Credit card Debt consolidation loan: My suggestions

What debt consolidation loan is? It is just a consumer loan that you use to make payment in other debts. In other word, its process likes home refinancing.

Most often use in debt consolidation is a home equity loan. I have noted that a home equity loan is different from home refinancing because your mortgage isn’t affected. So you can have cash to meet your debt payment such as credit card debt by home equity loan. Moreover, if your home has value says $200,000, but you have credit card debt amount $150,000. So $50,000 is yours (but in another form of debt). Now, lenders will give cash up to 1.25 times of your mortgage, so in this case you get $100,000 after you eliminate credit card debt of $150,000. But I advice you not to take advantage of this 1.25 times offer because it’s so risky to do that. In other way you can borrow 70-80 percent of your equity value to reduce your burden of debt. It’s up to you MAKE decision that suite to you.

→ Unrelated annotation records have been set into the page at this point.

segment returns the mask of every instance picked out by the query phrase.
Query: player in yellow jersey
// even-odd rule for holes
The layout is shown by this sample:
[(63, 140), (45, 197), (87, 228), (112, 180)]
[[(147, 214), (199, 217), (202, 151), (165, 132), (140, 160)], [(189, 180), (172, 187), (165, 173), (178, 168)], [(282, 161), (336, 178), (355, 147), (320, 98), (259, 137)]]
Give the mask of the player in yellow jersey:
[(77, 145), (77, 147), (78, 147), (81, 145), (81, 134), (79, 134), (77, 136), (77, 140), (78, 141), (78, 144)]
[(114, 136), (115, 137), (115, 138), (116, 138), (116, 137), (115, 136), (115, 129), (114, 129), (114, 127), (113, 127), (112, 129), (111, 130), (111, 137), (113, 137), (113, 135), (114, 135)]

This approach may have benefit if interest rate of your own debt (in this case is credit card debt) greater than your consolidate loan (home equity loan). In example, If credit card interest rates is 15 percent or more, and your home equity is 8 percent. You’re save money in 7 percent interest payments. Furthermore, you have benefit of tax-deductible in the interest on the home loan (credit card is not).

Now you may have a question in your mind, “Will this really my credit card debt relief?”
The first point, if you use a home equity loan consolidation, you’re discourage what you’ve accomplished in make payment of your mortgage. In my opinion, the mortgage debt is better than unsecured credit card debt. However, home equity loans can be more cost than refinancing mortgage, though, thus you have to make decision carefully.
The second point is some debt advice experts will say that you shouldn’t use a home equity loan for the short-term expenses like credit card debt. You will lose your house because of your credit card. I suggest that you will use a home equity consolidation only if you’re surely paying it in the future. A home equity loan is long-term debt. To do this you’re putting your important asset as a pawn.

The last, I suggest you to don’t borrow more than your home value. It’s more risky if you borrow excess home value. The reason is your home values don’t always rise. If the market can turn down, your home price is drop and hard to know when price is rise or drop.